17. Assume that A is the proprietor. B is the tenure-holder who has acquired from A the right to hold non-agricultural land comprised in the tenure for the purposes of the Act. Assume further that C has acquired the right to hold such land under B for the purposes defined in the Act

18. It is contended by Mr. Pal that B the tenure-holder is a tenant. If this contention is correct, let us see what are the consequences.

If B the tenure-holder is a tenant, then C satisfies the definition in s. 3 (3) of the Act. C then is a person who has acquired the right to hold non-agricultural land for the purposes provided in the Act under a tenant. C is, therefore, an under-tenant.

But C having acquired his right to hold non-agricultural land for the purposes provided in the Act under a tenure-holder is also a tenant as defined in Section 3 (2) of the Act.

19. If Mr. Pal's contention is accepted, the consequence is that G is both a tenant and an, under-tenant in respect of the same holding at the same time. This is 'reductio ad absurdum' and an impossibility. The tenants and undertenants form two separate classes. Chapter III, Sections 6 to 15 define the rights of tenants, Chapter IV, Sections 16 to 22 define the rights of under-tenants. Their status and rights are different. C cannot be a tenant and an under-tenant at the same time in respect of the same holding.

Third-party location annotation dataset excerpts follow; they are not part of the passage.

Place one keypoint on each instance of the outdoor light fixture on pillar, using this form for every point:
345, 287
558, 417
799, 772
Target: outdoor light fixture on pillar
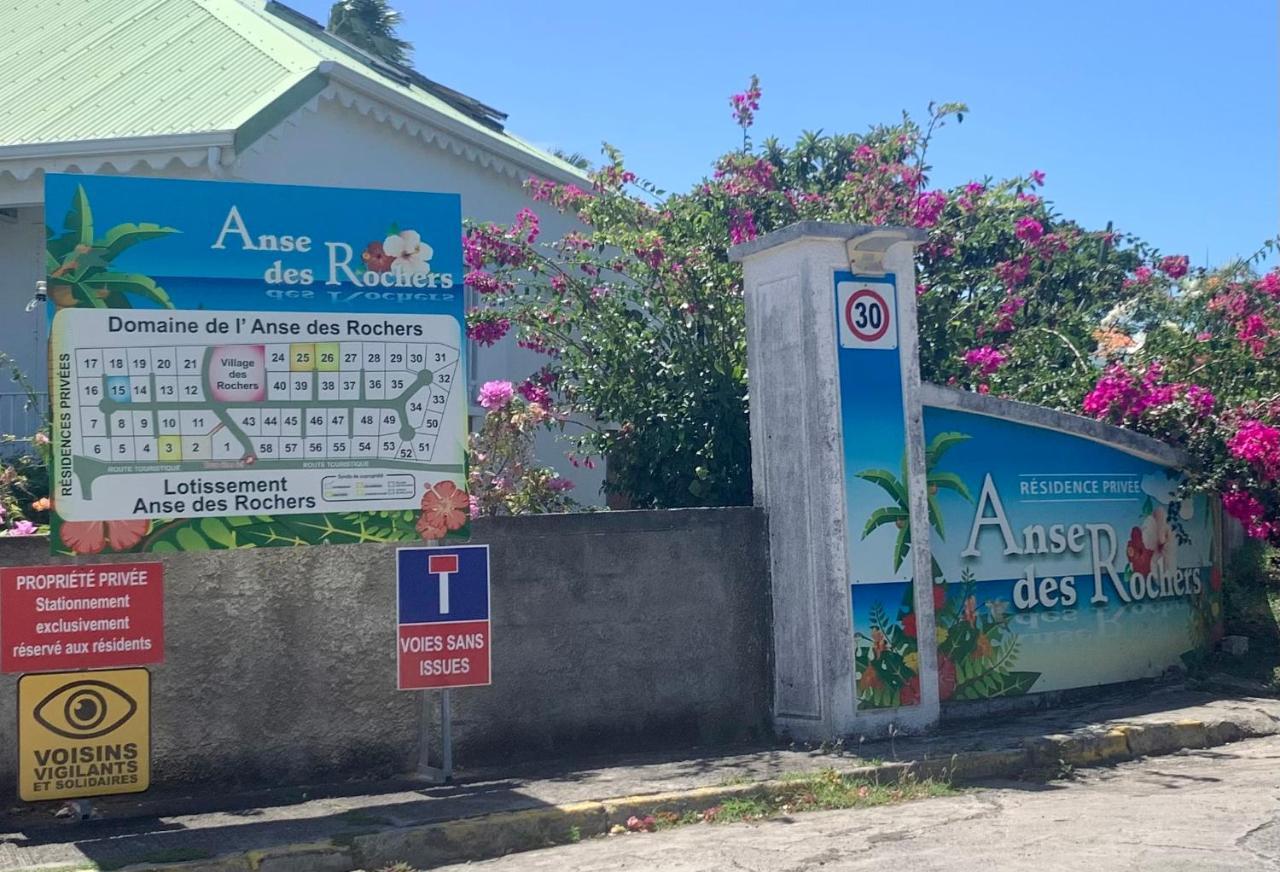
839, 462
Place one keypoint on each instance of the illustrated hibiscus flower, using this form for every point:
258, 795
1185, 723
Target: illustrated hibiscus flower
444, 507
1157, 535
91, 537
408, 254
376, 260
940, 594
1139, 556
878, 642
946, 678
910, 694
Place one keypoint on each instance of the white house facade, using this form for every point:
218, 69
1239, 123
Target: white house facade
238, 90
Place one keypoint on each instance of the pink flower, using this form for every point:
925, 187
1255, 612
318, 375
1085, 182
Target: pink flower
534, 393
526, 224
1028, 229
741, 226
1243, 507
746, 104
1013, 273
928, 208
1257, 443
483, 282
1270, 284
91, 537
1175, 265
488, 331
1159, 538
496, 395
984, 360
1255, 333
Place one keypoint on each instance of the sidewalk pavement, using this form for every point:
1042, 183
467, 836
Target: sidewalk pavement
492, 812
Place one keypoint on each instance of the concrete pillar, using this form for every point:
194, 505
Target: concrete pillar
833, 393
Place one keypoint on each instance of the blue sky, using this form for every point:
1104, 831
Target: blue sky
1159, 115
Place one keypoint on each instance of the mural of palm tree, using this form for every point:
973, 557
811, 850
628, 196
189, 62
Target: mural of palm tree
899, 511
78, 264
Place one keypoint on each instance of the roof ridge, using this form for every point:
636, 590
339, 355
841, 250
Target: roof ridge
402, 74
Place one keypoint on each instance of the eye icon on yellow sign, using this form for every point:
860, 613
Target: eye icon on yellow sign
85, 710
83, 734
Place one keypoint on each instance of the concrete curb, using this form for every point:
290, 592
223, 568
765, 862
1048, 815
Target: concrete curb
508, 832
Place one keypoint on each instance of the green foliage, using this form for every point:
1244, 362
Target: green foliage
78, 264
644, 320
370, 24
977, 647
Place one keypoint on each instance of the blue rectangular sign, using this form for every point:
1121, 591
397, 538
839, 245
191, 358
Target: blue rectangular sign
443, 635
443, 596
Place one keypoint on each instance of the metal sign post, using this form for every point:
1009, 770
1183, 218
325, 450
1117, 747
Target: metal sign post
443, 635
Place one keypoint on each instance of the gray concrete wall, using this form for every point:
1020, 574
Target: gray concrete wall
612, 630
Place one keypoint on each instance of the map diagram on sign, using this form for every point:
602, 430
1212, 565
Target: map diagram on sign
251, 412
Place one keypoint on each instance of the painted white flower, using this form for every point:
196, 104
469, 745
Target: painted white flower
1157, 537
408, 254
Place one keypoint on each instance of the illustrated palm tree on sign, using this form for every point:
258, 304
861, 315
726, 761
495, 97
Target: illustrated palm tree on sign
899, 512
78, 263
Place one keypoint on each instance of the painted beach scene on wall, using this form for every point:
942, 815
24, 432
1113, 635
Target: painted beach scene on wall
1059, 562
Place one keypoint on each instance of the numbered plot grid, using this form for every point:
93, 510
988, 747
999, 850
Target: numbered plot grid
264, 403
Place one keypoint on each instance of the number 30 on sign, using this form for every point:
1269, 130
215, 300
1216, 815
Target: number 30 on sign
868, 314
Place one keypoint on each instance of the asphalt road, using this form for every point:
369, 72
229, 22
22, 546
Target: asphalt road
1210, 809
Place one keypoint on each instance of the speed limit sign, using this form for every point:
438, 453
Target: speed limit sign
868, 314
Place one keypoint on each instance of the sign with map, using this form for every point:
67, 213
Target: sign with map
245, 365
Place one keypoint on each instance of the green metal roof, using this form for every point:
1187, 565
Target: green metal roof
82, 71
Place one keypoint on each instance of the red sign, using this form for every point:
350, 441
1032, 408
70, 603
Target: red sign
867, 315
443, 639
81, 617
443, 654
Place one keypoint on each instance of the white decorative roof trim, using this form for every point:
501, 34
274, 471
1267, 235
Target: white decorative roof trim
21, 170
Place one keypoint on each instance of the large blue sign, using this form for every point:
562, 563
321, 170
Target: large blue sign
245, 365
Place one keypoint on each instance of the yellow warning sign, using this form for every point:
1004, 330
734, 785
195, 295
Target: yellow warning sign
83, 734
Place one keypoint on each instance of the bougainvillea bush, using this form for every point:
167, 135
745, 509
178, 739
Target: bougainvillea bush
1193, 357
503, 476
640, 315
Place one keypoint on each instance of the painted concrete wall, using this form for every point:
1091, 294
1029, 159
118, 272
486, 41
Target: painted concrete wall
328, 144
1069, 556
612, 631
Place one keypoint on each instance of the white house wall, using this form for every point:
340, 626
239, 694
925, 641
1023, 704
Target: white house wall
332, 145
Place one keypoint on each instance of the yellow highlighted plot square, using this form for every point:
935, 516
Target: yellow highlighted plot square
169, 448
328, 356
83, 734
302, 356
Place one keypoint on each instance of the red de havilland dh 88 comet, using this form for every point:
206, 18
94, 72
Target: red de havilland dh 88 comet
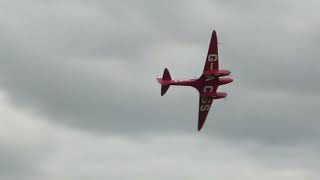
207, 84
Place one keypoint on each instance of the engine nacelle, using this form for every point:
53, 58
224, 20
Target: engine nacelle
218, 73
224, 80
220, 95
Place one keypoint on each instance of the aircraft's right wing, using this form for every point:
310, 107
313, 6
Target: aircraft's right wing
212, 61
204, 108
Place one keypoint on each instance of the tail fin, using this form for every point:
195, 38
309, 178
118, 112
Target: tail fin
164, 81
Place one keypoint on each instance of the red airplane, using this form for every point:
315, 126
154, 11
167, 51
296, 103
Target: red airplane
206, 85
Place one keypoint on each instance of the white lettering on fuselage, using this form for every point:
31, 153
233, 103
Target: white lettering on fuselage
206, 103
208, 89
182, 80
211, 59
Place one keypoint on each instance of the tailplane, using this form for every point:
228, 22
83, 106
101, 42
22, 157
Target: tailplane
165, 81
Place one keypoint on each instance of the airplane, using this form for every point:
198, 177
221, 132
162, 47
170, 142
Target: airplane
207, 84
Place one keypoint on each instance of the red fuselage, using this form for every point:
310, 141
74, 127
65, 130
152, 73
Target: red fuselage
206, 85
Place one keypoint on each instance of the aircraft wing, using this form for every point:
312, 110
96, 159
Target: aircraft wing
204, 108
212, 61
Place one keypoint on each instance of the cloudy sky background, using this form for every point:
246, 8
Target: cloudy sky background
78, 98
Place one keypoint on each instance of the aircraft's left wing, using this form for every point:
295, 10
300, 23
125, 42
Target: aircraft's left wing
204, 108
212, 60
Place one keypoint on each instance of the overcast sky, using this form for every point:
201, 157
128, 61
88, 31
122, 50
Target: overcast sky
79, 99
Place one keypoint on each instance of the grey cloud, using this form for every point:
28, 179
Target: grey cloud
52, 63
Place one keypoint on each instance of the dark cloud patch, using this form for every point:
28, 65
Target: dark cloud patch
91, 66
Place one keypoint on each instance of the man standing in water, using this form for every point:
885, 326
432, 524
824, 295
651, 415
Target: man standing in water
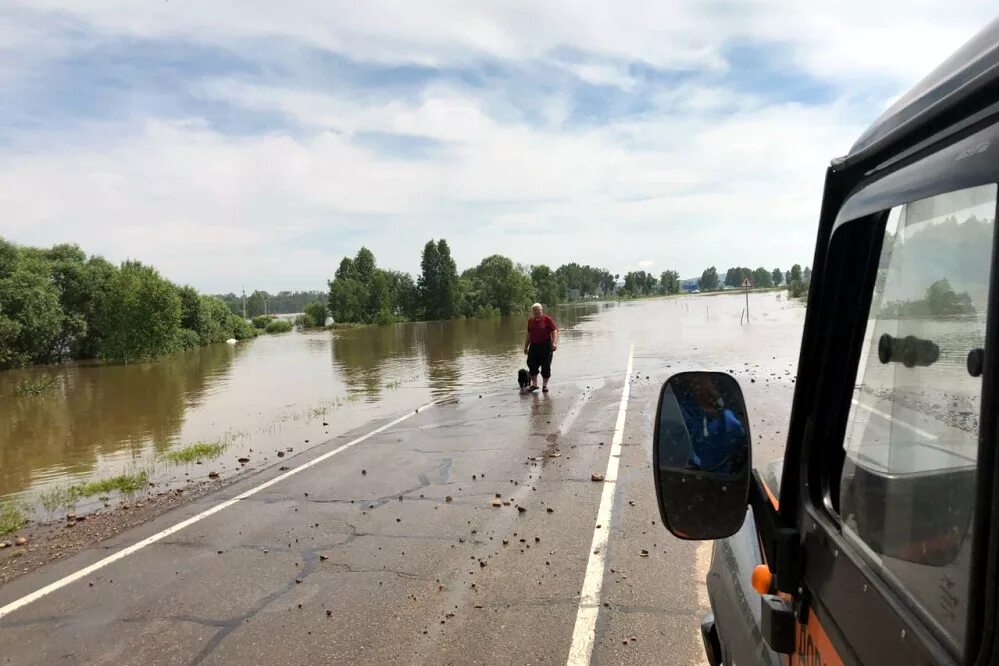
541, 341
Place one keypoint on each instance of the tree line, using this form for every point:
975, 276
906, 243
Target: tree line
59, 304
796, 279
261, 303
362, 292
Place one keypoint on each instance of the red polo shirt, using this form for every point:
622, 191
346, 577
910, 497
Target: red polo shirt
541, 329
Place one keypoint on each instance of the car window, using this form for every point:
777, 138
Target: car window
908, 483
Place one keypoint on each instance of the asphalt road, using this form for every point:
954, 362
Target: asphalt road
390, 550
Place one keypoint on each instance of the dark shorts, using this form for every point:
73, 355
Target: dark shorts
539, 355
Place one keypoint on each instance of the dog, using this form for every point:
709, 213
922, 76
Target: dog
524, 379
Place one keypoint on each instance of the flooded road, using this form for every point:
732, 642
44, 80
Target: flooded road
297, 389
491, 527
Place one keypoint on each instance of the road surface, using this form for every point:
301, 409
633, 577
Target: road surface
383, 546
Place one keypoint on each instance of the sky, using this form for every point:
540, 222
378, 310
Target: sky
252, 144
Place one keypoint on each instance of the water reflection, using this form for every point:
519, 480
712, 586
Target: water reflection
365, 356
96, 410
278, 391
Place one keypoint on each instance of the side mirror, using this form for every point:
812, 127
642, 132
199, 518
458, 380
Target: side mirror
701, 455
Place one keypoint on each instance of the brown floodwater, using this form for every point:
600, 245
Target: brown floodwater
276, 392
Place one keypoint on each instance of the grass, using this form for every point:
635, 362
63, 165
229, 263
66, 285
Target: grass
123, 483
56, 498
11, 518
36, 386
197, 451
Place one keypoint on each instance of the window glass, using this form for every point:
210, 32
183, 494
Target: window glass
908, 484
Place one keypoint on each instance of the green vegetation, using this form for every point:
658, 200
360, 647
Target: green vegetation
283, 302
317, 313
58, 497
941, 301
36, 385
279, 326
58, 304
197, 451
11, 518
126, 484
260, 321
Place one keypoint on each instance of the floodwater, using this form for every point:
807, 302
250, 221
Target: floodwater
298, 389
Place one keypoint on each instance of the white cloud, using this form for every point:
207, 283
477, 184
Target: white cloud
707, 175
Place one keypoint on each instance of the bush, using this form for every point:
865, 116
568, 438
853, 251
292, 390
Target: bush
188, 339
279, 326
317, 312
261, 321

20. The tenure-holder, therefore, is not a tenant. Clearly, the tenure-holder is not an under-tenant for he holds under a proprietor who clearly is not a tenant. A tenure-holder is, therefore, neither a tenant nor an under-tenant.

21. In my opinion the word 'person' in Section 2 (5) and Section 3 (2) must be read as a

'person other than the proprietor or tenure- holder'. 'Tenant' and 'under-tenant' of the West BengalNon-agricultural Tenancy Act correspond to'raiyat' and 'under-raiyat' of the Bengal Tenancy Act. Obviously the definition of 'tenant' in Section 3 (2) of the West Bengal Non-Agricultural Tenancy Act is modelled on the definition of 'raiyat'in Section 5 (3) of the Bengal Tenancy Act.

22. Having regard to Sub-sections (1) and (2) of Section 5 of the Bengal Tenancy Act, a 'tenure-holder' could not be a raiyat. I am satisfied that the intention of the Legislature in enacting the West Bengal Non-Agrilcuttural Tenancy Act was similarly to exclude tenure-holder from the definition of 'tenant' in that Act. The intention clearly appears from Section 3 read as a whole though Sections 2 (5) and 3 (2) literally read may appear to show that a tenure-holder is a tenant.

23. The definition of 'Non-Agricultural tenant' in the West Bengal Non-Agricultural Tenancy Act in material respects varies from the definition of 'non-agricultural tenant' in the West Bengal Estates Acquisition Act, 1953.

It is, however, interesting to note that a tenure-holder is not a non-agricultural tenant within the meaning of the West Bengal Estates Acquisition Act, 1953. This will appear to be clear from Sections 3 (i), 3 (k) and 5 (c) of the West Bengal Estates Acquisition Act, 1953. A tenure-holder is an intermediary above a non-agricultural tenant within the meaning of that Act.

24. I am of the opinion that a tenure-holder is net a tenant for the purposes of the West Bengal Non-Agricultural Tenancy Act. Therefore, the applicant is not a co-sharer tenant and there has been no transfer of land in a non-agricultural tenancy within the meaning of Section 24 of the West Bengal Non-Agricultural Tenancy Act.

25. The applicant has no locus standi to maintain the application for pre-emption and his application must, therefore, be dismissed. On this ground the impugned order must be affirm-ed.

26. I pass the following order:--

The Rule is discharged. There will be no order as to costs in this Rule.